Watch this short movie as Leslie explains clearly and vividly enough for us to understand the main role of these tiny hair cells as sound enters our ears.
Transcript of Today’s Episode
Hello and welcome to another episode of Interactive Biology TV where we’re making Biology fun! My name is Leslie Samuel and in this episode, Episode 40, I’m going to talk about the role of hair cells in hearing. So, let’s get right into it.
In Episode 39, we looked inside the cochlea to see what happened in response to sound. What we said was, in response to sound, the basilar membrane vibrated up and down, and this is the basilar membrane, which causes the Organ of Corti, which is this section here, to vibrate up and down, causing the tectorial membrane to move in a windshield wiper-like fashion that causes these hair cells to bend, the stereocilia, and the hair cells bend, causing a signal in the auditory nerve that then goes to the brain. The brain says, “Okay that is sound,” and you hear it.
What we’re going to do today is we’re going to look specifically at what happens inside these hair cells, specially the inner hair cells which are directly responsible for the signal being sent to the brain that results in the sound that you are hearing.

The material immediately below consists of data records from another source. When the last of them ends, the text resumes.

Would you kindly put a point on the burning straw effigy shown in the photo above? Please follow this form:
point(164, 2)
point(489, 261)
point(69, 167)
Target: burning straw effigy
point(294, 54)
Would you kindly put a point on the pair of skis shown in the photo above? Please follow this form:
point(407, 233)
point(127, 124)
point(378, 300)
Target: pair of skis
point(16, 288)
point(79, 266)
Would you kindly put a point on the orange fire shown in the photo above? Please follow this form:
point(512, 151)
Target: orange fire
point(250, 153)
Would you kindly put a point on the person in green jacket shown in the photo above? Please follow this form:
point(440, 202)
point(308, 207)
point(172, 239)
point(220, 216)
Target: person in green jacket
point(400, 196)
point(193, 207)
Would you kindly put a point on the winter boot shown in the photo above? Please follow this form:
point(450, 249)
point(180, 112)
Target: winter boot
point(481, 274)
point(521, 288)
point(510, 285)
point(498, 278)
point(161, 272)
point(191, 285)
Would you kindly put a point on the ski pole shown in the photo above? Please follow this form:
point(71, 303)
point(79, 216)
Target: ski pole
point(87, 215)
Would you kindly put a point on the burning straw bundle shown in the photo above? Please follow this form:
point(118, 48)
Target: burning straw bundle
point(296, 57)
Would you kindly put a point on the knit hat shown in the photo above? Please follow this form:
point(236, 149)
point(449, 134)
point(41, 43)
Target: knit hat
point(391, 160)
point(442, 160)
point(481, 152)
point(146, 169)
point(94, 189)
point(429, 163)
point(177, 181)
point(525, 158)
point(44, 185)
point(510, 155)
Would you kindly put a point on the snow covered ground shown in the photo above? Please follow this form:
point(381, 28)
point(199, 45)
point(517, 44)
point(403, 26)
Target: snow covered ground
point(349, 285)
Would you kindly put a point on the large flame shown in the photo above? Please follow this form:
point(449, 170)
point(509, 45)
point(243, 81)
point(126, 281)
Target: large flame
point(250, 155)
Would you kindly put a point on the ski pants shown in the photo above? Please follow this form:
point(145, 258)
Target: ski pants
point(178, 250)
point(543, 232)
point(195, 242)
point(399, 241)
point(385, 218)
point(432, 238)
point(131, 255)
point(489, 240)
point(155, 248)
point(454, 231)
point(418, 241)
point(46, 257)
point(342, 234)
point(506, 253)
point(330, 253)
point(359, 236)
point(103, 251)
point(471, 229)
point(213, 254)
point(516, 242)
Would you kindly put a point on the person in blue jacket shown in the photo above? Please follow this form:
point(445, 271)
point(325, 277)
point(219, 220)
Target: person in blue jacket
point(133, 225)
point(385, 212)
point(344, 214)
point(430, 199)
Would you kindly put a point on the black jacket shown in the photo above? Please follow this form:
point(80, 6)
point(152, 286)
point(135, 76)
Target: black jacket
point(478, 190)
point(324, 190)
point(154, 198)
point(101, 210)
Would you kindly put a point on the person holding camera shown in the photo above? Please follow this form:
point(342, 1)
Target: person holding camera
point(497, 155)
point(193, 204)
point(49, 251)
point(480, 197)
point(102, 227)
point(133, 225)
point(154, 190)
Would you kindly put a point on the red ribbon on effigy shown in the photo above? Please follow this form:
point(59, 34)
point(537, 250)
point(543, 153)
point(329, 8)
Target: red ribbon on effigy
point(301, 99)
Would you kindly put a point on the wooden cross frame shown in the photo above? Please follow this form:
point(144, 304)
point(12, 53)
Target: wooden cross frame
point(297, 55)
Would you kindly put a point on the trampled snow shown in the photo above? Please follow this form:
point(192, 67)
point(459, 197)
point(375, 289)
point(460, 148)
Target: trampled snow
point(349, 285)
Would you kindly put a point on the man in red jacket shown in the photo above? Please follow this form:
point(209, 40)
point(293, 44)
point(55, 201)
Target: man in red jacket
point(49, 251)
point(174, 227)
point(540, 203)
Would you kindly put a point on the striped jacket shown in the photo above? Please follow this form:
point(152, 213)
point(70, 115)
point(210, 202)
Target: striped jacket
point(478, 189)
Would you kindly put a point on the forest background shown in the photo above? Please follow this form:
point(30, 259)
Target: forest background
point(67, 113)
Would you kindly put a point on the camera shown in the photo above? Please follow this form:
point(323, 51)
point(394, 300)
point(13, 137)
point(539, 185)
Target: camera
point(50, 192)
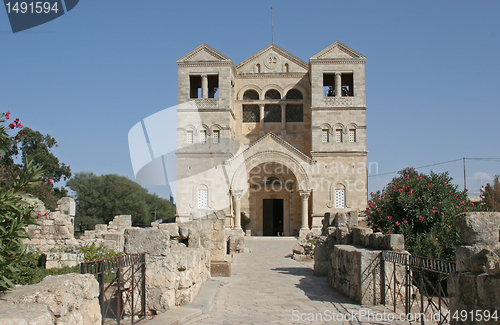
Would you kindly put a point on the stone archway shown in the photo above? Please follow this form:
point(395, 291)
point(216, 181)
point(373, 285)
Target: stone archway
point(239, 181)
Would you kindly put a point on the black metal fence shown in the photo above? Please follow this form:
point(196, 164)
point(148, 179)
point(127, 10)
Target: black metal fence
point(418, 283)
point(122, 286)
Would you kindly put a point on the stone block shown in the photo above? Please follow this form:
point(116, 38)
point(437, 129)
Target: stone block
point(463, 256)
point(479, 228)
point(394, 242)
point(486, 261)
point(352, 219)
point(340, 220)
point(328, 220)
point(99, 227)
point(172, 228)
point(376, 240)
point(220, 268)
point(150, 241)
point(359, 233)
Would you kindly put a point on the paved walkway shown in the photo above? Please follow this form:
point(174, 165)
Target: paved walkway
point(268, 287)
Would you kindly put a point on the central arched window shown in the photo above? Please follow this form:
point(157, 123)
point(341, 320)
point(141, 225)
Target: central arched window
point(273, 180)
point(272, 113)
point(294, 94)
point(272, 94)
point(250, 95)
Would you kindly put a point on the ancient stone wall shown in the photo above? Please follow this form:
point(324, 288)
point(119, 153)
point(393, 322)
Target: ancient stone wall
point(70, 299)
point(350, 256)
point(110, 235)
point(179, 257)
point(474, 290)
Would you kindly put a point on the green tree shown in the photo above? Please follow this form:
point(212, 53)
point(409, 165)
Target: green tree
point(423, 209)
point(491, 195)
point(106, 196)
point(15, 214)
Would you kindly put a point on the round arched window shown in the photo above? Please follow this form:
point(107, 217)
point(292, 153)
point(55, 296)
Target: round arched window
point(273, 94)
point(294, 94)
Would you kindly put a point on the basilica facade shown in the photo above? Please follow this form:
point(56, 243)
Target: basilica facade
point(278, 139)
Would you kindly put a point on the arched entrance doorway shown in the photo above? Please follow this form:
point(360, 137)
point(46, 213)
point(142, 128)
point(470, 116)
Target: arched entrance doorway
point(272, 189)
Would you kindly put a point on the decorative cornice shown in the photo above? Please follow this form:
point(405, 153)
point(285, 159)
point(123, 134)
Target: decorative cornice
point(337, 45)
point(277, 49)
point(337, 61)
point(338, 153)
point(204, 64)
point(282, 142)
point(338, 108)
point(205, 48)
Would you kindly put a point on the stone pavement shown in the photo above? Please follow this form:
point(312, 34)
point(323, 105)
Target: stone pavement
point(268, 287)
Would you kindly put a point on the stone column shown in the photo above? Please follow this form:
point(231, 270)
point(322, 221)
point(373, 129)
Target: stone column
point(237, 210)
point(338, 85)
point(204, 86)
point(305, 218)
point(262, 127)
point(283, 119)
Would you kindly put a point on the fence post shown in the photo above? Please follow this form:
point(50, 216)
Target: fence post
point(143, 259)
point(100, 279)
point(382, 280)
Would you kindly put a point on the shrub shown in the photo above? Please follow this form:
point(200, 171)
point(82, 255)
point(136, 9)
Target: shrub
point(423, 209)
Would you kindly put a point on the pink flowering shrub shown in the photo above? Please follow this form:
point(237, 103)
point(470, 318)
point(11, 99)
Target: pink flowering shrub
point(422, 208)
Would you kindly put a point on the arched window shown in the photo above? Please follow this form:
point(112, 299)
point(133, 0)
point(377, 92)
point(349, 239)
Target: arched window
point(272, 113)
point(251, 95)
point(273, 180)
point(339, 196)
point(294, 94)
point(273, 94)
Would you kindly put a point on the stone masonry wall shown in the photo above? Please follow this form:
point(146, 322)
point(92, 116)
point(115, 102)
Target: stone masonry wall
point(349, 256)
point(178, 258)
point(52, 228)
point(70, 299)
point(475, 287)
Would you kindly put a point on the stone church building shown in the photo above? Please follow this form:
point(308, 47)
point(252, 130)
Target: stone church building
point(275, 137)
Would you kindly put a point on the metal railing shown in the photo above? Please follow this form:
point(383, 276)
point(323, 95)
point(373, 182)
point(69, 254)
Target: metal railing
point(419, 283)
point(122, 286)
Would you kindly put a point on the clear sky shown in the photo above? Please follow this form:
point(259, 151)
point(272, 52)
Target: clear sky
point(432, 70)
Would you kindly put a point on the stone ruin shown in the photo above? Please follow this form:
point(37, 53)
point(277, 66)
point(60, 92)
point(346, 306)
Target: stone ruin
point(476, 284)
point(63, 299)
point(180, 257)
point(52, 228)
point(110, 235)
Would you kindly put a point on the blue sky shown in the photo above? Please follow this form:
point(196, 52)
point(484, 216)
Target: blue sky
point(432, 70)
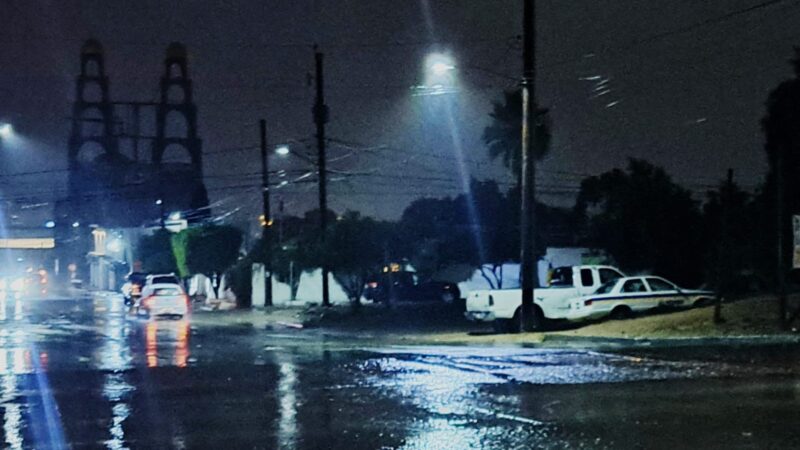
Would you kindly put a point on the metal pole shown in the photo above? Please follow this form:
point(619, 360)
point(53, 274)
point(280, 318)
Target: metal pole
point(320, 118)
point(723, 255)
point(267, 231)
point(781, 268)
point(527, 224)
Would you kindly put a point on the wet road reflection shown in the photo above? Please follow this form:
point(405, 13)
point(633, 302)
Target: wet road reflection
point(85, 374)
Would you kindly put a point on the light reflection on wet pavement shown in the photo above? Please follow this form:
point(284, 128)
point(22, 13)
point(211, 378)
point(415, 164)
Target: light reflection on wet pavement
point(82, 374)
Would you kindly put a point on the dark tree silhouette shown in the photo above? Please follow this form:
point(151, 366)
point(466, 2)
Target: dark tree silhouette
point(504, 136)
point(781, 126)
point(645, 220)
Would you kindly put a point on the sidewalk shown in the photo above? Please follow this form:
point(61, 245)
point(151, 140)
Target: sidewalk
point(749, 321)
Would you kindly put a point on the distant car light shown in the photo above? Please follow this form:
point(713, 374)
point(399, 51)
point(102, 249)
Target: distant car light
point(18, 284)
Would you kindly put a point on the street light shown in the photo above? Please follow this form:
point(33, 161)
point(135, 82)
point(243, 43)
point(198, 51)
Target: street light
point(439, 76)
point(6, 130)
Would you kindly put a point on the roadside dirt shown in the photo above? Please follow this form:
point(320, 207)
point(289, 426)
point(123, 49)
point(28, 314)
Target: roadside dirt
point(434, 324)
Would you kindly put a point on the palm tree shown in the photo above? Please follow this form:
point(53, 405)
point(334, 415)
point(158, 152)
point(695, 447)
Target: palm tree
point(504, 135)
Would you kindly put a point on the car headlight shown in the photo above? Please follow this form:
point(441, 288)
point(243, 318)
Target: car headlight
point(18, 284)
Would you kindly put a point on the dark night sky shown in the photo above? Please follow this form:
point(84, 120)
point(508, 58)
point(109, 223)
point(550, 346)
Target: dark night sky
point(685, 96)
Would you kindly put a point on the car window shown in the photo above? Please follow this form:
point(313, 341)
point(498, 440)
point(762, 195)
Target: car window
point(635, 285)
point(606, 287)
point(161, 292)
point(561, 277)
point(165, 279)
point(657, 284)
point(587, 278)
point(607, 275)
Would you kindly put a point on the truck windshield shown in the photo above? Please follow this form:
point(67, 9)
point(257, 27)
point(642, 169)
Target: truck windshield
point(561, 277)
point(606, 287)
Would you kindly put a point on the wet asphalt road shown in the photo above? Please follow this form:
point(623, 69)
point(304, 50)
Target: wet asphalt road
point(82, 374)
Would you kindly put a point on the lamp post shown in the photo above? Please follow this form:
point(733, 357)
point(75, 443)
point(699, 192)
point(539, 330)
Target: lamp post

So, let’s look at what happens inside those hair cells. All right, so, I’m going to draw a hair cell. Let’s say this is my hair cell right here. On the hair cell, I have stereocilia. Now, this stereocilia occur in pairs: we have a long one and a short one. In the short one, we have potassium channels so, that’s the potassium channel right here. But, what’s interesting is that the long hair cell is mechanically connected to the short hair cell via that gate. Now, as you can imagine, when the tectorial membrane moves down on this hair cell, that causes the hair cell to bend. So, let’s say this hair cell, the long hair cell, bends in that direction. What is that going to do to these channels? That’s going to cause these channels to open. Now, these channels are mechanically-gated potassium channels. They’re not extremely selective to potassium but, for this purpose, we’re going to look at what it does with the potassium ions.
Now, in the fluid that’s surrounding these stereocilia, we have endolymph. An endolymph is very rich in potassium ions. So, let’s say we have potassium ions, K+, all around here. When these mechanically-gated channels open, that is going to cause potassium ions to flow into the hair cells. What is that going to do to the membrane potential (Em) ? That is going to increase the membrane potential. Once the membrane potential increases, something else happens. We have calcium ions that are also outside the cell. When that membrane potential increases, potassium is in here that’s going to cause calcium channels, voltage-gated calcium channels to open and calcium is going to rush into the cell.
Now, if you can remember when we spoke about neurotransmitter release, we said that calcium ions are the trigger that causes the neurotransmitter release in axon terminals. This is the exact same thing that happens. We have neurotransmitters in vesicles here and those neurotransmitters are then going to be released, and as I showed in the previous picture, this is connected to the auditory nerve, and that sends signals to the brain.